By Jack Phillips
Apple Inc. on Tuesday unveiled its iPhone 15 and announced that its latest device will ditch Apple’s Lightning connector to the more common USB-C standard, which is universal.
In the Cupertino, California, event, Apple showed videos of the USB-C charger being used and the iPhone’s upgraded charging port. An Apple narrator of one of the videos announced the switch: “We’re bringing USB-C to iPhone 15.”
Apple appeared to market the change as a way to also charge iPhones, MacBook pros, and other Apple products.
However, reports have said that Apple switched to USB-C to comply with a new European Union regulation that requires the manufacturers of electronic devices to switch to the standard by 2024, according to a news release from the bloc.
“This means that in 2024, a USB-C port will become mandatory for a whole range of electronic devices such as mobile phones, tablets, and headphones. It will no longer be necessary to buy a different charger every time you purchase a new mobile phone or similar device: all of them can be recharged using the same charger,” the EU release last year said.
In making the cables “mandatory,” the EU release said that “a common charger will improve consumer convenience by harmonizing charging interfaces … and will significantly reduce electronic waste.”
Introduced in 2014, USB-C chargers have been used for a variety of different devices, including many Android and Samsung phones, newer laptops, Beats headphones, Macbook Pro laptops, and more.
Apple said it also updated the latest iPhone’s camera system. The base iPhone 15 rear camera system will include a 48-megapixel main sensor.

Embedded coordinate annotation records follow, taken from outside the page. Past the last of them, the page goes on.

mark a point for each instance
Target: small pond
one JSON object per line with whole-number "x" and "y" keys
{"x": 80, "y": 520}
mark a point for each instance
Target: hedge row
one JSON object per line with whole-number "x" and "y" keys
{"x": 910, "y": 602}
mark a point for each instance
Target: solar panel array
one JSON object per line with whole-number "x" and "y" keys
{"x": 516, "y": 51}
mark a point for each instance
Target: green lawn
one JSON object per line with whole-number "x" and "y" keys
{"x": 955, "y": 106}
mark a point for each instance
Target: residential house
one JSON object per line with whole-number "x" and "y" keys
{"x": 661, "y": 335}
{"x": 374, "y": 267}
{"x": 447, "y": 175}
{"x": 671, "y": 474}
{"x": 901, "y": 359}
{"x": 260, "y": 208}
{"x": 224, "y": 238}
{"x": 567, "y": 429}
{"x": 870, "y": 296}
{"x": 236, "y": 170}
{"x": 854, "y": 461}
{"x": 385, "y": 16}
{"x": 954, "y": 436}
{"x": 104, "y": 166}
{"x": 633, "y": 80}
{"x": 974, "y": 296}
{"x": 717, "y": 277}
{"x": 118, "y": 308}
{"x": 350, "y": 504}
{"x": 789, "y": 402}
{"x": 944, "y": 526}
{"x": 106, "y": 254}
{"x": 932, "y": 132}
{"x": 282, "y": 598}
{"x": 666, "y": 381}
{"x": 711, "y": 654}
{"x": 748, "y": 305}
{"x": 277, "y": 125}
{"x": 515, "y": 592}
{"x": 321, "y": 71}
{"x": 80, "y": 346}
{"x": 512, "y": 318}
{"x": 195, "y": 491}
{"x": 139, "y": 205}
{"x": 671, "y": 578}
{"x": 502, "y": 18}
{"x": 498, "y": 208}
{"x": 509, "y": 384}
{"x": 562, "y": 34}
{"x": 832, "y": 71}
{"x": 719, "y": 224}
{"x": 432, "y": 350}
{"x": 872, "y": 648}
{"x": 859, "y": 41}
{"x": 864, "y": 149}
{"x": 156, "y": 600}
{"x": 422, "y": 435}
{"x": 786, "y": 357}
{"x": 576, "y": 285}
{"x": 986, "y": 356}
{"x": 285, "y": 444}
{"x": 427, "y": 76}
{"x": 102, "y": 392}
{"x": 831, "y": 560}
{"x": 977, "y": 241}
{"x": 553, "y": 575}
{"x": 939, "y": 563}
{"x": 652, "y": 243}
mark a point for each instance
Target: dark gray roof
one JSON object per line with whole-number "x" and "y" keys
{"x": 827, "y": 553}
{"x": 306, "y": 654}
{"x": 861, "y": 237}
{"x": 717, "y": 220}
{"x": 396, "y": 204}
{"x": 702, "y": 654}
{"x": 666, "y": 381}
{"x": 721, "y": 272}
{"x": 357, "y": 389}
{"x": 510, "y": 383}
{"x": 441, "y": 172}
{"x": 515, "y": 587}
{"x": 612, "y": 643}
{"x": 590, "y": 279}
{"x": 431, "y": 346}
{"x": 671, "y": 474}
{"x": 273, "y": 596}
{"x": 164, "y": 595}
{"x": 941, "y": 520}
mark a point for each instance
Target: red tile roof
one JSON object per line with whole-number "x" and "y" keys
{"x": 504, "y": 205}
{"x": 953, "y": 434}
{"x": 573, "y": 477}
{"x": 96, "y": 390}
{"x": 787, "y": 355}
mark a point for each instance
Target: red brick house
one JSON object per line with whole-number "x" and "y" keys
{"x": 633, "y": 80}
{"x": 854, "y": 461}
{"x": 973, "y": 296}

Pre-orders for the iPhone 15 start Friday, Sept. 15, and devices will be shipping out a week after that, according to the company. The iPhone 15 starts from $799, while the iPhone 15 Plus will cost $899, according to reports.
The event at Apple’s Cupertino, California, headquarters comes amid a global smartphone slump and lingering economic uncertainty, namely in China. Apple’s third-largest market where it faces challenges from expanded restrictions on using its iPhones in Chinese Communist Party offices and the first new flagship phone in several years from Huawei Technologies.
Apple was expected to increase the average price per phone sold to boost its revenue, but the question is whether it does that by raising prices across the board or just on premium versions. The global smartphone market has slumped from shipping 294.5 million total phones to 268 million in the second quarter, but Apple’s shipments declined the least of any major smartphone maker, dropping from 46.5 million phones to 45.3 million, according to data from Counterpoint Research.
“The truth of the matter is, we’re in a very down smartphone market,” said Bob O’Donnell, head of TECHnalysis Research.
The tech giant has also been in the midst of a slump that has seen its sales drop in three consecutive quarters. Apple’s stock price has dipped by nearly 10 percent since mid-July, dropping the company’s market value below the $3 trillion threshold it reached for the first time earlier this summer.
Apple also debuted a new Series 9 Watch with a more powerful processor on Tuesday and also introduced a new feature to the Series 9 watches called “double tap” where users tap their thumb and finger together twice, without touching the watch, in order to perform tasks like answering a phone call.
It uses machine learning to detect tiny changes in blood flow when the user taps their fingers together, freeing up the other hand for other tasks like walking a dog or holding a cup of coffee, said Apple Chief Operating Officer Jeff Williams.
Meanwhile, the arrival of the new iPhones also sets the stage for the next version of the software that powers the device. That operating system, iOS 17, will be available as a free download to previous generations later this month and will include new features such as the ability to read a transcription of a message being left on an unanswered call in real-time with an option of deciding to talk to the person on the line before the voicemail is finished.
Several days ago, Apple also confirmed that it released an emergency security update for a range of its devices, including iPhones, after a dangerous form of malware was discovered by a third-party researcher.
It came after the Pegasus spyware created by Israel-based NSO Group was found in iPads and iPhones. Researchers with the University of Toronto’s Citizen Lab said in a post Thursday they found Pegasus on an Apple device of an employee of a Washington-based civil society group. Few details were provided.
“We attribute the exploit to NSO Group’s Pegasus spyware with high confidence, based on forensics we have from the target device,” said Bill Marczak, senior researcher at Citizen Lab, the third-party group that is based at the University of Toronto’s Munk School of Global Affairs and Public Policy, according to Reuters.
Reuters and The Associated Press contributed to this report.